So kru­de das wirkt, ein sol­ches Bewusst­seins­pro­blem wird auch in ande­ren Bei­trä­gen aus­fin­dig gemacht, etwa im Ruf nach einer „libe­ra­len Mul­ti­tu­de“ (Appa­du­rai), der For­de­rung nach einem Bewusst­sein für die glo­bal geteil­ten Her­aus­for­de­run­gen der Kli­ma­ka­ta­stro­phe (Latour) oder der For­mie­rung der „amor­phen Grup­pe“ der „ver­netz­ten Indi­vi­du­en“ (Mason). Die­ser offen­kun­di­ge Idea­lis­mus ist aber nicht das eigent­li­che Pro­blem. Er könn­te bes­ten­falls als Bei­trag einer plu­ra­lis­ti­schen Debat­te gel­ten, die auch ande­re Ver­feh­lun­gen ganz kon­kret zulässt, etwa wenn Eva Ill­ouz die BDS-Kam­pa­gne als legi­ti­men Akti­vis­mus gegen den rech­ten Fun­da­men­ta­lis­mus dar­stellt oder Wolf­gang Stre­eck mit reak­tio­nä­rem Natio­na­lis­mus koket­tiert. Das Pro­blem ist, dass jener Mys­ti­zis­mus hier den ulti­ma­ti­ven Hori­zont bildet.

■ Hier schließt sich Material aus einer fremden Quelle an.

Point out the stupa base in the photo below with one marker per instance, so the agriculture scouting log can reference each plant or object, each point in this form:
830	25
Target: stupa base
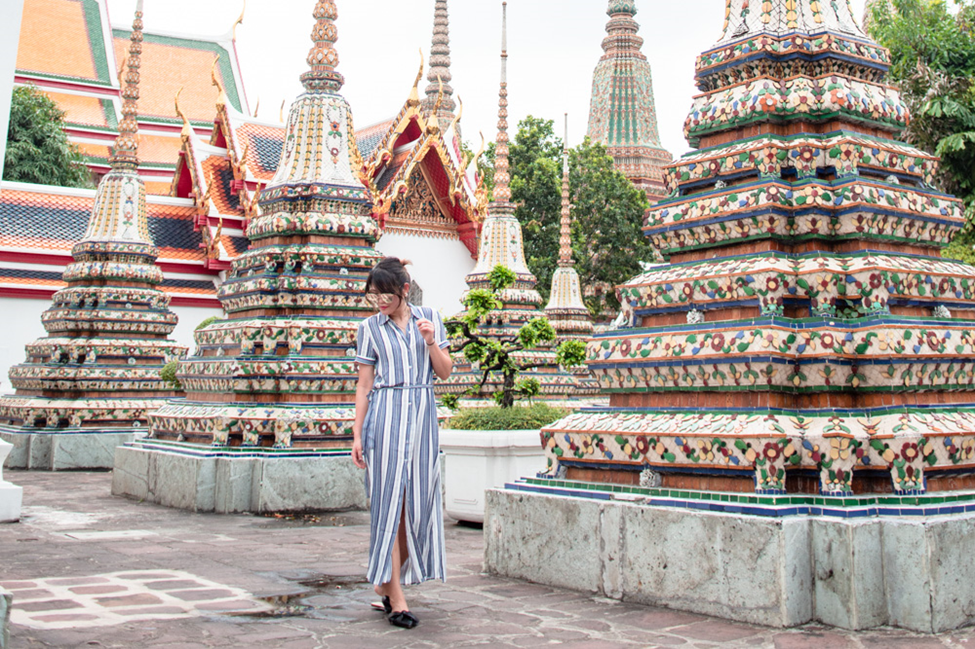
856	563
237	480
65	450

Auch dort, wo sich die Ursa­chen­for­schung bemüht, tat­säch­li­che Zusam­men­hän­ge über das Offen­sicht­li­che hin­aus her­aus­zu­ar­bei­ten. Nan­cy Fra­sers Begriff des pro­gres­si­ven Neo­li­be­ra­lis­mus etwa stellt auf die ideo­lo­gi­sche Ver­bin­dung zwi­schen einer Trans­for­ma­ti­on des Kapi­ta­lis­mus und der lin­ken Hin­wen­dung zum indi­vi­du­el­len Auto­no­mieide­al ab, die sich zu einem eli­tä­ren Herr­schafts­pro­jekt ver­quickt. Auch Oli­ver Nachtw­eys Erklä­rungs­ver­such zum „Umschlag von Auto­no­mie in Auto­ri­ta­ris­mus“ durch Pro­zes­se der regres­si­ven Moder­ni­sie­rung, die in der Auf­kün­di­gung bestimm­ter sozia­ler Stan­dards (etwa der Mobi­li­tät) in die Ent­zi­vi­li­sie­rung führt, sucht nach einem rea­len Wirkzusammenhang.

An die­sen ana­ly­tisch scharf­sin­nigs­ten Momen­ten zeigt sich schließ­lich, wor­in der idea­lis­ti­sche Erkennt­nistrick besteht. Schein­bar fin­det man Ursa­chen bestimm­ter regres­si­ver Phä­no­me­ne, aber man fin­det sie in einem Zir­kel­schluss: Die Regres­si­on in der Moder­ne ist Aus­druck einer regres­si­ven Moder­ne, die Hin­wen­dung zur Rech­ten ist Aus­druck des schei­tern­den Libe­ra­lis­mus, der auto­ri­tä­re Natio­na­lis­mus ist Aus­druck des natio­nal­öko­no­mi­schen Sou­ve­rä­ni­täts­ver­lusts in der Glo­ba­li­sie­rung etc. Die Tau­to­lo­gie ersetzt die Erkennt­nis und die idea­lis­ti­sche Kreis­be­we­gung die Ana­ly­se eines Gesamtzusammenhangs.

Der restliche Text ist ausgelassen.